API V8: Implementation of authorization code grant type flow missing

[HVStechnik]

Issue

The new API is brilliant! However, it so far lacks the authorization code grant type workflow. The depreciated v4 API following the oauth1 workflow allowed for a basic user authentification through requiring the user to login to SuiteCRM. The new new API currently only supports the client credentials and password grant types.

The underlying oauth2 server by thephpleague generally provides all grant types. It just is not yet implemented in SuiteCRM.

We use SuiteCRM as an authentification provider for a few other services. In order to switch to the new API, the authorization code grant type or even better openId connect would be helpful.

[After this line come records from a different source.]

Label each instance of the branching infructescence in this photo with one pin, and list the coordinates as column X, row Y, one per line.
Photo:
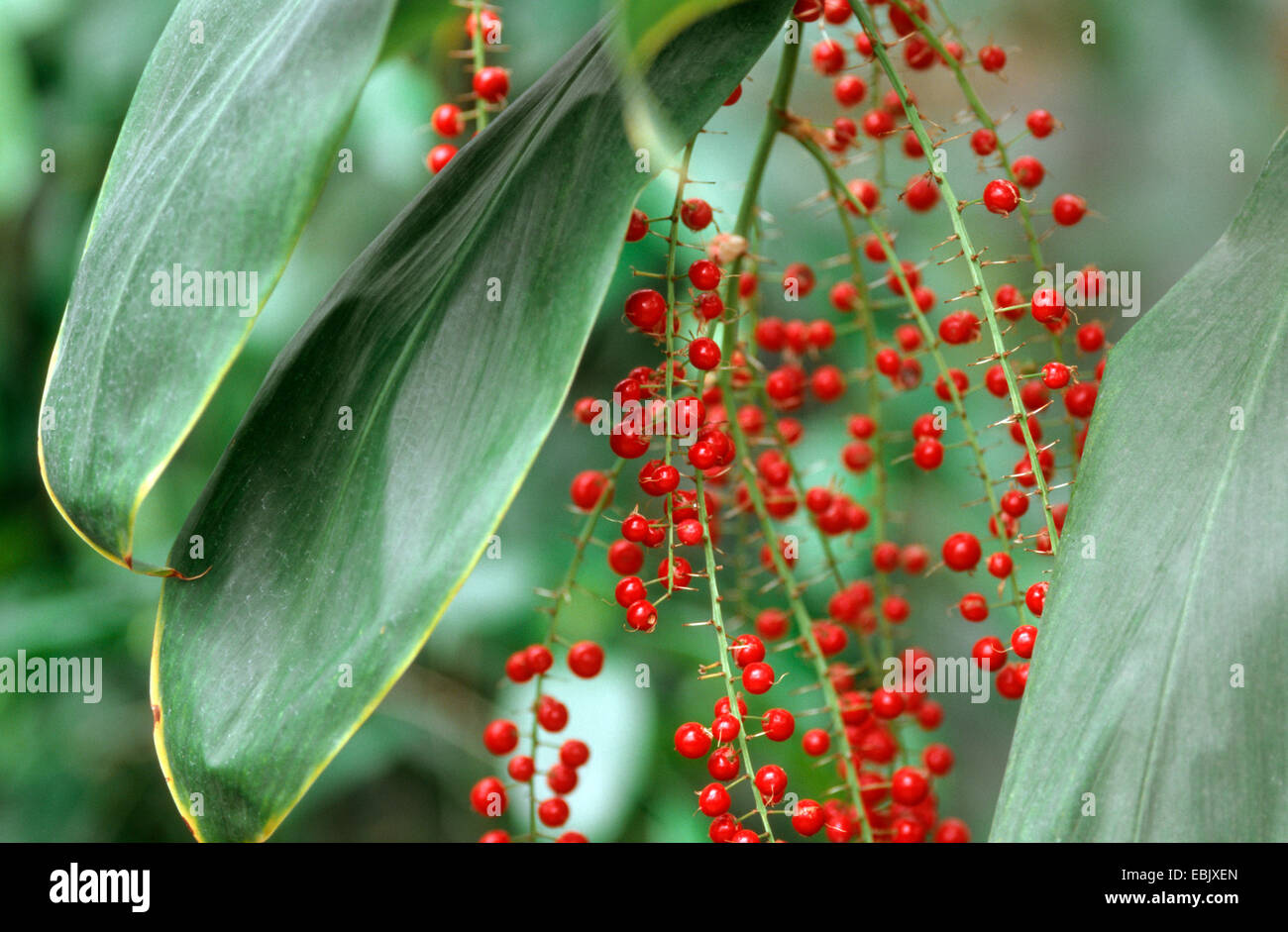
column 716, row 411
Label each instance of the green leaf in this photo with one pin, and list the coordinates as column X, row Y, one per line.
column 338, row 550
column 219, row 162
column 1158, row 679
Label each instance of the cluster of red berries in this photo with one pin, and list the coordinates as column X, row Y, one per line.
column 489, row 86
column 490, row 795
column 708, row 429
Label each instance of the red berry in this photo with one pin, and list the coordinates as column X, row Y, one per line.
column 927, row 454
column 488, row 797
column 588, row 488
column 553, row 812
column 439, row 155
column 1028, row 171
column 1055, row 374
column 961, row 551
column 973, row 606
column 758, row 677
column 1001, row 196
column 520, row 768
column 921, row 193
column 447, row 120
column 778, row 725
column 1035, row 597
column 815, row 742
column 625, row 558
column 938, row 759
column 692, row 740
column 490, row 84
column 849, row 90
column 990, row 652
column 772, row 782
column 704, row 353
column 1022, row 640
column 1068, row 209
column 1039, row 123
column 713, row 799
column 696, row 214
column 642, row 615
column 704, row 274
column 992, row 58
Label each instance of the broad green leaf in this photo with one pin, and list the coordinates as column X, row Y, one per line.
column 451, row 343
column 232, row 132
column 1158, row 679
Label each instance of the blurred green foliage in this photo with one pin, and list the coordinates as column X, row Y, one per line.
column 1153, row 111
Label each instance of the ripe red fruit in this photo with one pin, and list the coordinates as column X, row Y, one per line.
column 713, row 799
column 704, row 353
column 828, row 56
column 645, row 308
column 990, row 652
column 961, row 551
column 758, row 677
column 487, row 797
column 439, row 155
column 1068, row 209
column 501, row 737
column 815, row 742
column 490, row 84
column 1055, row 374
column 447, row 120
column 877, row 123
column 778, row 725
column 552, row 713
column 973, row 606
column 921, row 193
column 849, row 90
column 585, row 660
column 1022, row 640
column 642, row 615
column 704, row 274
column 938, row 759
column 1028, row 171
column 1035, row 597
column 520, row 768
column 1001, row 196
column 696, row 214
column 1039, row 123
column 692, row 740
column 553, row 812
column 1010, row 682
column 992, row 58
column 809, row 817
column 1047, row 304
column 772, row 782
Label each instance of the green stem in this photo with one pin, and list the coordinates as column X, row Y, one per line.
column 562, row 596
column 931, row 343
column 951, row 202
column 480, row 62
column 722, row 645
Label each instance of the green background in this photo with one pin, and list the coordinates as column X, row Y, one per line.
column 1151, row 112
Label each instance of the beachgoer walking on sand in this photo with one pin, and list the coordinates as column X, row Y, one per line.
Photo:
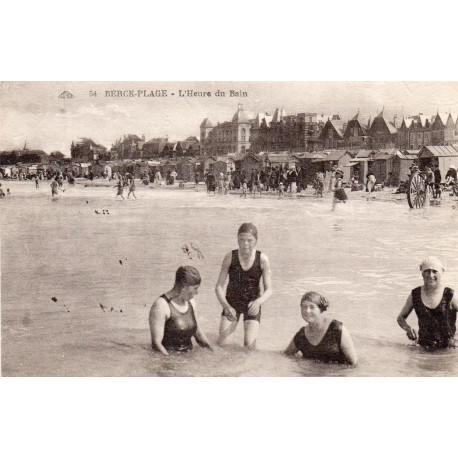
column 371, row 180
column 242, row 295
column 322, row 339
column 244, row 188
column 54, row 185
column 120, row 187
column 173, row 318
column 437, row 182
column 340, row 195
column 131, row 187
column 435, row 307
column 333, row 178
column 430, row 179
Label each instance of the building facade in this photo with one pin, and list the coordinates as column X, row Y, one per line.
column 227, row 137
column 86, row 150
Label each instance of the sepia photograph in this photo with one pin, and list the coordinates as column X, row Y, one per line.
column 229, row 229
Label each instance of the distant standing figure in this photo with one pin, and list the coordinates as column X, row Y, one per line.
column 54, row 185
column 340, row 195
column 244, row 188
column 437, row 182
column 322, row 339
column 430, row 179
column 120, row 187
column 319, row 184
column 293, row 181
column 371, row 180
column 131, row 187
column 333, row 178
column 435, row 307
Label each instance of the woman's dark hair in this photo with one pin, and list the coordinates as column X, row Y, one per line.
column 187, row 276
column 248, row 228
column 316, row 298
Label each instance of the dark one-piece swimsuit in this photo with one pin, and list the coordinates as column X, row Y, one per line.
column 435, row 326
column 244, row 286
column 179, row 328
column 328, row 350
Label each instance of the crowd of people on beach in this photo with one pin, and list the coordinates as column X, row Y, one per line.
column 244, row 285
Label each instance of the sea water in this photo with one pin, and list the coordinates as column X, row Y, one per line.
column 78, row 284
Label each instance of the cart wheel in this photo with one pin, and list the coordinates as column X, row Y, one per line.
column 416, row 192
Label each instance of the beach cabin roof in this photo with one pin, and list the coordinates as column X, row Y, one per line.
column 438, row 151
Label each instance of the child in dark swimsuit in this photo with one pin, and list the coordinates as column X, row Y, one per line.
column 322, row 339
column 172, row 319
column 245, row 268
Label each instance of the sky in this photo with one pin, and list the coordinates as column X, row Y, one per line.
column 32, row 112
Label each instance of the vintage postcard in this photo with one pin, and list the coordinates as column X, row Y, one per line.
column 229, row 228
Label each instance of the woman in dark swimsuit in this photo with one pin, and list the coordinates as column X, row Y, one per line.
column 435, row 306
column 245, row 267
column 172, row 318
column 322, row 339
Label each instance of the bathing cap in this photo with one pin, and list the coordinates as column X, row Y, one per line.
column 187, row 276
column 316, row 298
column 431, row 262
column 248, row 228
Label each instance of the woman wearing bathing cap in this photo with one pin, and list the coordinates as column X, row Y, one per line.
column 173, row 318
column 435, row 306
column 243, row 295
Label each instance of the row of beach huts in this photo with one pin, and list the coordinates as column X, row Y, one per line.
column 389, row 166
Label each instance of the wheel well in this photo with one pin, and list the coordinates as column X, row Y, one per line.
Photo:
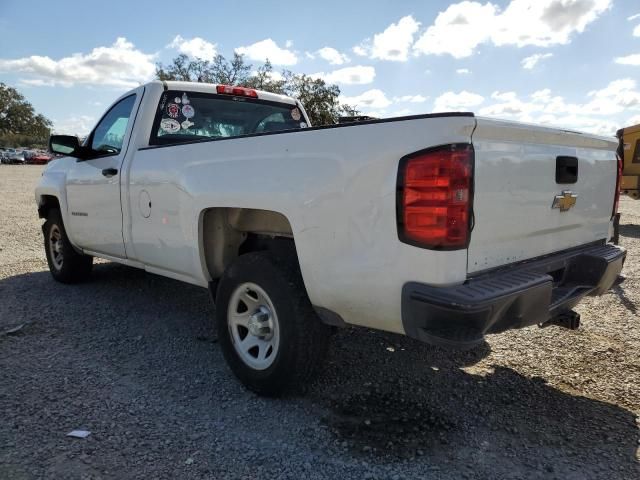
column 230, row 232
column 47, row 203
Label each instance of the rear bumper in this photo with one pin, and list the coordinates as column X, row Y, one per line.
column 513, row 297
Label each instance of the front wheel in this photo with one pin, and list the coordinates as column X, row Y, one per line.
column 65, row 264
column 269, row 333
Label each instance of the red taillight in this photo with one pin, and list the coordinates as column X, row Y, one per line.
column 237, row 91
column 618, row 182
column 434, row 195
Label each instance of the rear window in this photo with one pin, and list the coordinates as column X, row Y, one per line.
column 187, row 116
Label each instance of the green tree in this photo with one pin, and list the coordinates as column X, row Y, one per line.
column 19, row 123
column 321, row 101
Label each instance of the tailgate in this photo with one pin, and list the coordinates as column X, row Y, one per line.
column 515, row 186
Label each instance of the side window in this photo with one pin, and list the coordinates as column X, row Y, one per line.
column 108, row 136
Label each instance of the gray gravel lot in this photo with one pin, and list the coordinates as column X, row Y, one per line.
column 132, row 358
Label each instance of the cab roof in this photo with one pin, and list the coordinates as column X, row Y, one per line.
column 211, row 88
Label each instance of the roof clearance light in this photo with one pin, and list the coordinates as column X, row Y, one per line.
column 236, row 91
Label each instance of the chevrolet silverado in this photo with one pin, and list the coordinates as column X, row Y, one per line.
column 443, row 227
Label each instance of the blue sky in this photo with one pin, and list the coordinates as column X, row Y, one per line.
column 573, row 63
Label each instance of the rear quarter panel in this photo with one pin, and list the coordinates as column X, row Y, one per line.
column 336, row 187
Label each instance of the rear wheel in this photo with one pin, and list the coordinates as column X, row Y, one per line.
column 269, row 333
column 65, row 263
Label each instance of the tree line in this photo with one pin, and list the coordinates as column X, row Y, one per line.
column 321, row 101
column 20, row 125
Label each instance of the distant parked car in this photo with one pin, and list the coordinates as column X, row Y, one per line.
column 13, row 156
column 39, row 159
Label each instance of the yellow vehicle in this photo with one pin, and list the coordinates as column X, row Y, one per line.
column 629, row 151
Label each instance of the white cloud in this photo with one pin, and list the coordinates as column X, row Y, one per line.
column 528, row 63
column 463, row 26
column 268, row 49
column 119, row 65
column 333, row 56
column 360, row 50
column 450, row 101
column 273, row 75
column 196, row 47
column 357, row 75
column 371, row 99
column 38, row 82
column 401, row 113
column 629, row 60
column 598, row 114
column 410, row 99
column 394, row 42
column 75, row 125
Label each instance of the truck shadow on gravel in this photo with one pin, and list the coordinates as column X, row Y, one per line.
column 630, row 231
column 416, row 401
column 382, row 398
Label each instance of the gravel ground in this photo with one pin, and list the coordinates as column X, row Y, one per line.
column 132, row 358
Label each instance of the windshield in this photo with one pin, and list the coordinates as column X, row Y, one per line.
column 186, row 116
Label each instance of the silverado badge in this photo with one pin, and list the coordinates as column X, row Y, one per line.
column 565, row 200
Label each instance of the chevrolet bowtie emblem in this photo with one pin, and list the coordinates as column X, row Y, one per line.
column 565, row 200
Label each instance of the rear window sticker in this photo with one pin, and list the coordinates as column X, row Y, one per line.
column 173, row 110
column 169, row 125
column 188, row 111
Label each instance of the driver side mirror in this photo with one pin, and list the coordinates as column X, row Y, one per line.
column 68, row 145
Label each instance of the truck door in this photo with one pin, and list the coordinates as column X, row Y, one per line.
column 93, row 185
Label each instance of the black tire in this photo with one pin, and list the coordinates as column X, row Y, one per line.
column 303, row 338
column 72, row 267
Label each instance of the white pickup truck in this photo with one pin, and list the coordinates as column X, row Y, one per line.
column 444, row 227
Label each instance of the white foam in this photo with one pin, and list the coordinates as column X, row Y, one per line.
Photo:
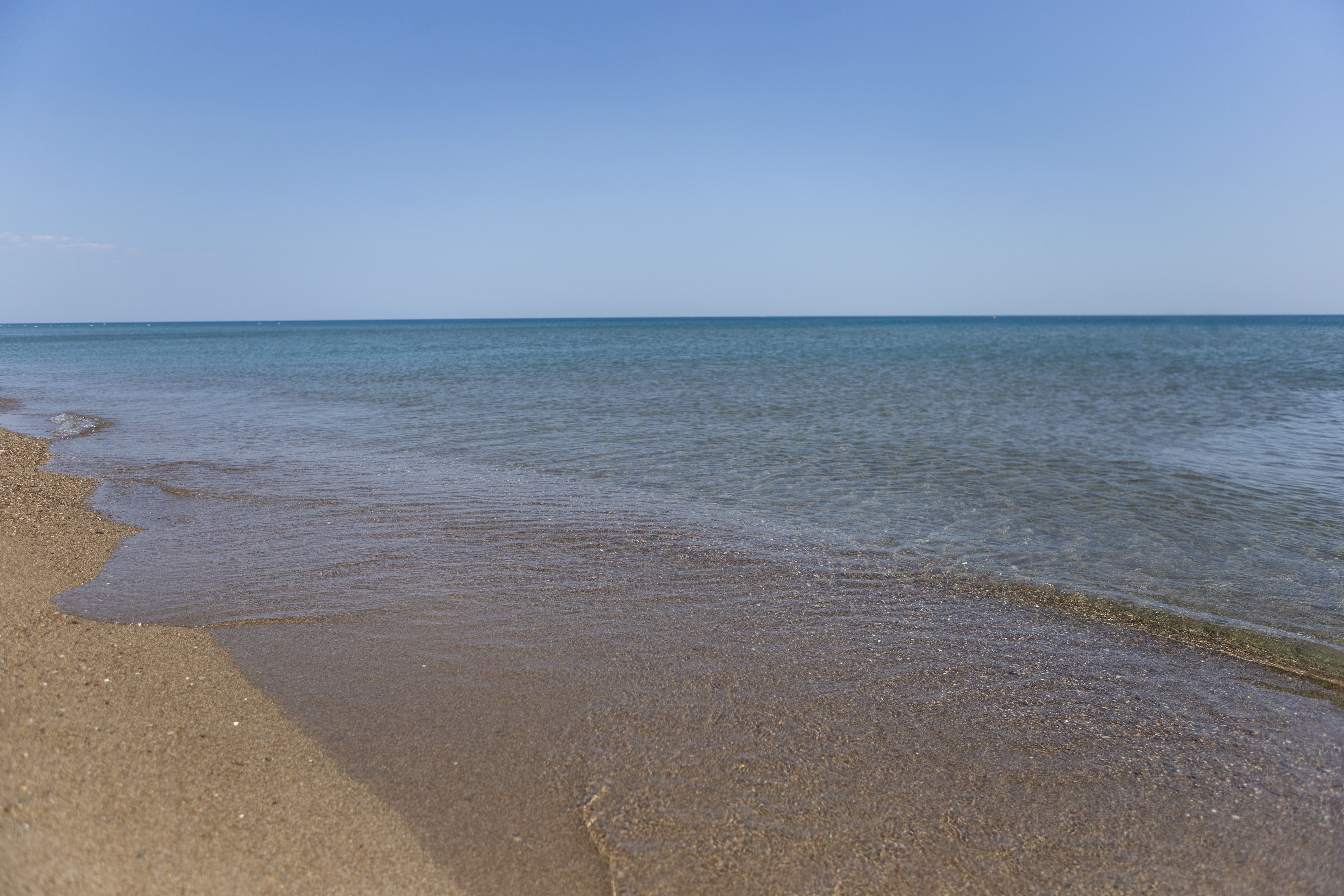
column 70, row 425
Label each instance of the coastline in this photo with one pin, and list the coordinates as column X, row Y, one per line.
column 140, row 758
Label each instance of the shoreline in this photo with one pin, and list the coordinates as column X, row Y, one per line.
column 1295, row 659
column 139, row 758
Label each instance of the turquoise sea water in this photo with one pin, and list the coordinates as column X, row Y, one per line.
column 737, row 606
column 1193, row 464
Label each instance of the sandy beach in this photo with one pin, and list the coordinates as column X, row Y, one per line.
column 139, row 759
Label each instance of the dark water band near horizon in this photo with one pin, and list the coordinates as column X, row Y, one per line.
column 732, row 606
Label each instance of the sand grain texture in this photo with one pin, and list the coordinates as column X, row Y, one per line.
column 139, row 759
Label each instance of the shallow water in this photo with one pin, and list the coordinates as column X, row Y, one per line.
column 745, row 606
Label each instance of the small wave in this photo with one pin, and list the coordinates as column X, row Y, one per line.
column 72, row 425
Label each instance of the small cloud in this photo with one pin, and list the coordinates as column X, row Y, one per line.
column 14, row 242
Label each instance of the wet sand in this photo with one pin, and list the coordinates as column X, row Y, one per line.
column 139, row 759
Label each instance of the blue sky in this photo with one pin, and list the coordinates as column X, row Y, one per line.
column 353, row 160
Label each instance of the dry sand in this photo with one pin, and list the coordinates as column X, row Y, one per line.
column 139, row 759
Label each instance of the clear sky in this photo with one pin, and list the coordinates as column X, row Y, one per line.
column 245, row 160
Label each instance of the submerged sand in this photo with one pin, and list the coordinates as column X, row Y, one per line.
column 139, row 759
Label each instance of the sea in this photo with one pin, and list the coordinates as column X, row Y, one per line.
column 756, row 605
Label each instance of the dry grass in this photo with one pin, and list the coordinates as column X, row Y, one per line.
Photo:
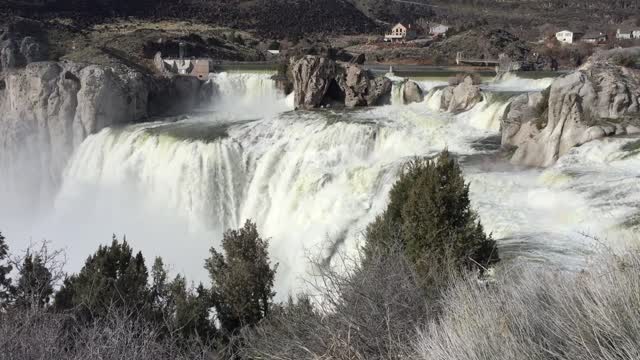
column 370, row 312
column 539, row 313
column 37, row 334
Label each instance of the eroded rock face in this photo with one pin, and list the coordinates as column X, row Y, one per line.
column 462, row 97
column 522, row 119
column 361, row 88
column 312, row 76
column 319, row 81
column 601, row 99
column 412, row 93
column 48, row 108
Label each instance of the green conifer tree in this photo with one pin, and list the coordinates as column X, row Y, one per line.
column 242, row 278
column 113, row 276
column 5, row 269
column 430, row 214
column 34, row 287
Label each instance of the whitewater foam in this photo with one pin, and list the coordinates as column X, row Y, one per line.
column 314, row 179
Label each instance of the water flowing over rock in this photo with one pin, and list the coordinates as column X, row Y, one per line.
column 312, row 76
column 48, row 108
column 361, row 88
column 321, row 81
column 518, row 123
column 462, row 97
column 412, row 92
column 600, row 99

Question: Are there any plans to include the authorization code grant type? If not, we're thinking about implementing it ourselves. Would salesagility be open to include the authorization code grant type into SuiteCRM, if I create an according PR?

I just do not want to start working on this, if it either is under development on your side already or if there are any general or SuiteCRM specific objections regarding the authorization code grant, so that it should not be implemented.

Many thanks!

[Dillon-Brown]

Hi @HVStechnik, taking a look at the V8 docs, it does indeed look like we only support the password and client credentials grant. The authorization grant type for V8 isn't currently being worked on from our side but from asking around we wouldn't have any issues accepting a PR that adds in this functionality.

[HVStechnik]

Hi @Dillon-Brown, thanks for the positive feedback. I'll start working on this and get back to you with a PR in a few weeks.